When the federal government adopted a religious protection act in 1993, same-sex marriage was not on the horizon.
An informal coalition of liberals and conservatives endorsed the Religious Freedom Restoration Act because it seemed to protect members of vulnerable religious minorities from punishment for the exercise of their beliefs. The federal legislation was set off by a case involving Native Americans who were fired and denied unemployment benefits because they took part in ceremonies with peyote, an illegal drug.
Twenty states, including Indiana last week, have since passed their own versions of religious freedom laws.

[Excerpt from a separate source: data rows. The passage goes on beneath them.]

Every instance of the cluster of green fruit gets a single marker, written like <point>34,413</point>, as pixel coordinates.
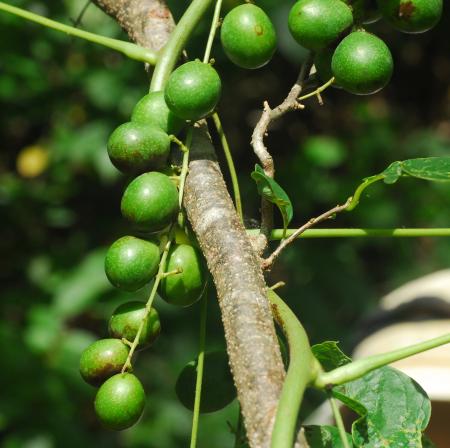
<point>151,203</point>
<point>360,62</point>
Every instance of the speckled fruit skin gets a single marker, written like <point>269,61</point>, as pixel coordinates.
<point>193,90</point>
<point>137,147</point>
<point>217,388</point>
<point>126,319</point>
<point>120,401</point>
<point>185,288</point>
<point>131,263</point>
<point>248,36</point>
<point>411,16</point>
<point>150,201</point>
<point>102,359</point>
<point>152,110</point>
<point>362,63</point>
<point>322,62</point>
<point>316,24</point>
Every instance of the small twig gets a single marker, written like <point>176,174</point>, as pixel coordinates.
<point>268,262</point>
<point>268,115</point>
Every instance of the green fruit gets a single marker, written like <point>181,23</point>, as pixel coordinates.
<point>185,288</point>
<point>193,90</point>
<point>316,24</point>
<point>322,62</point>
<point>120,401</point>
<point>152,110</point>
<point>135,147</point>
<point>362,63</point>
<point>150,201</point>
<point>411,16</point>
<point>131,263</point>
<point>102,359</point>
<point>217,387</point>
<point>248,36</point>
<point>126,319</point>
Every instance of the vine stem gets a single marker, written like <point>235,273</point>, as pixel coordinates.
<point>338,419</point>
<point>129,49</point>
<point>303,368</point>
<point>200,366</point>
<point>212,31</point>
<point>231,166</point>
<point>361,367</point>
<point>177,41</point>
<point>277,234</point>
<point>162,264</point>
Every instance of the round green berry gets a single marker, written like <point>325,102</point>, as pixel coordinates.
<point>102,359</point>
<point>362,63</point>
<point>150,201</point>
<point>185,288</point>
<point>217,387</point>
<point>316,24</point>
<point>137,147</point>
<point>411,16</point>
<point>126,320</point>
<point>152,110</point>
<point>193,90</point>
<point>120,401</point>
<point>131,263</point>
<point>248,36</point>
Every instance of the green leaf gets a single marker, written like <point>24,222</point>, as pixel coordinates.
<point>330,355</point>
<point>430,168</point>
<point>324,437</point>
<point>272,192</point>
<point>394,410</point>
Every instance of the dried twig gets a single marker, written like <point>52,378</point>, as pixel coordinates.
<point>268,115</point>
<point>268,262</point>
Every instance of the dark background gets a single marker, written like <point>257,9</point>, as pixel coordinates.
<point>59,207</point>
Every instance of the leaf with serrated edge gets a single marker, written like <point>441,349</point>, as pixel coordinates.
<point>394,409</point>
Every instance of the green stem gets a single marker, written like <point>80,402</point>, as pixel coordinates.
<point>339,422</point>
<point>277,234</point>
<point>200,365</point>
<point>129,49</point>
<point>361,367</point>
<point>355,199</point>
<point>317,91</point>
<point>178,39</point>
<point>301,371</point>
<point>230,163</point>
<point>212,32</point>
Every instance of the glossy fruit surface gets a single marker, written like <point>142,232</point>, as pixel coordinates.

But over time, court decisions and conservative legal initiatives started to change the meaning of those laws, according to liberal activists. The state laws were not used to protect minorities, these critics say, but to allow some religious groups to undermine the rights of women, gays and lesbians or other groups.
“The coalition broke apart over the civil rights issues,” said Eunice Rho, a lawyer for the American Civil Liberties Union. The organization, which initially supported the measures, now opposes them unless they include language ensuring that they will not be used to permit discrimination or harm.
In the 1990s, for example, in the kind of case that raised red flags for civil rights advocates, landlords cited religious beliefs, sometimes with success in court, after refusing to rent to unmarried heterosexual couples.
The clash of values erupted again after Indiana adopted its own version of a “religious freedom” act last week. Arkansas is expected to approve a similar law this week.